Bena Mae’s Kitchen: Aprons, a distant memory
For many enthusiastic collectors, aprons have become a charming link to the past.
Housewives don’t wear them like they used to, but prior to the fifties and sixties, they were protection from the spatters and spills that occurred in every busy kitchen, along with drying tiny wet hands and sweeping crumbs from the oil cloth on the kitchen table.
My mother, as well as other ladies of her generation, had a stockpile of them and wore them every day. They were almost exclusively handmade, embellished with rows of rick-rack or hand embroidery. Most often they were made from scraps of leftover material or an old garment ready for the trash heap.

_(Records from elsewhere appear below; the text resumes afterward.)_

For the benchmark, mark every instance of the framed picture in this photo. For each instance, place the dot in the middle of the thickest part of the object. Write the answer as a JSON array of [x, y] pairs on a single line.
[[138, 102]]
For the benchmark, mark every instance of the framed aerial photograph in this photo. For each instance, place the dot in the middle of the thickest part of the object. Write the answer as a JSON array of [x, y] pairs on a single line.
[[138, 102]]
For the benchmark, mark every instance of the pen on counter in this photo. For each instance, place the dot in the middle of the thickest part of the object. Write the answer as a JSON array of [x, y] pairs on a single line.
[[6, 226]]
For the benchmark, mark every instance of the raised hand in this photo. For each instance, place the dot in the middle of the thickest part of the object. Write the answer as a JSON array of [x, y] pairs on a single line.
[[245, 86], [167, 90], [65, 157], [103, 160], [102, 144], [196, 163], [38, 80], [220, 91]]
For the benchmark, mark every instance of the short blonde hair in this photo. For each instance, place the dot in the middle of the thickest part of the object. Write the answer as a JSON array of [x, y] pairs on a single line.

Aprons had many uses aside from protecting the ladies’ everyday dresses. They were handy for carrying small items scattered around the house, the hulls from shelled peas, strings from green beans, apple peels, and eggs carried from the chicken coop. It was also practical for holding baby chicks that had to be corralled and taken back to an enclosure.
From the garden, it carried in all sorts of vegetables and in the fall it was used to carry apples that had fallen from the trees.
It was used to wipe their brow when cooking over a hot wood stove. They served as potholders when taking a hot dish out of the oven and were ideal for a quick dust of the furniture when unexpected company were seen coming up the road.
And how many of us remember our mother or grandmother cleaning out our ears with her apron?
When dinner was ready, Grandma could be seen on the front porch, waving her apron, telling the men to come in from the field because it was time to eat dinner.
What heartwarming stories those old aprons could tell if they could talk. It will be a long time before someone invents something that replaces them. But I doubt that any new invention will leave as many lasting memories or longings for the past.
Banana Split Cheesecake Squares
from Kraft Kitchens
1-1/2 cups graham cracker crumbs
1/3 cup butter or margarine, melted
3 pkg. (8 oz. each) PHILADELPHIA Cream Cheese, softened
3/4 cup sugar
1 tsp. vanilla
3 eggs
1/2 cup mashed ripe bananas
1 cup halved strawberries
1 banana, sliced, tossed with 1 tsp. lemon juice
1 can (8 oz.) pineapple chunks in juice, drained
HEAT oven to 350°F.
MIX graham crumbs and butter; press onto bottom of 13×9-inch pan.
MIX cream cheese, sugar and vanilla in large bowl with mixer until blended. Add eggs, 1 at a time, mixing on low speed after each just until blended. Stir in mashed bananas. Pour over crust.
BAKE 30 min. or until center is almost set. Cool. Refrigerate at least 3 hours. Serve topped with the strawberries, sliced bananas and pineapple.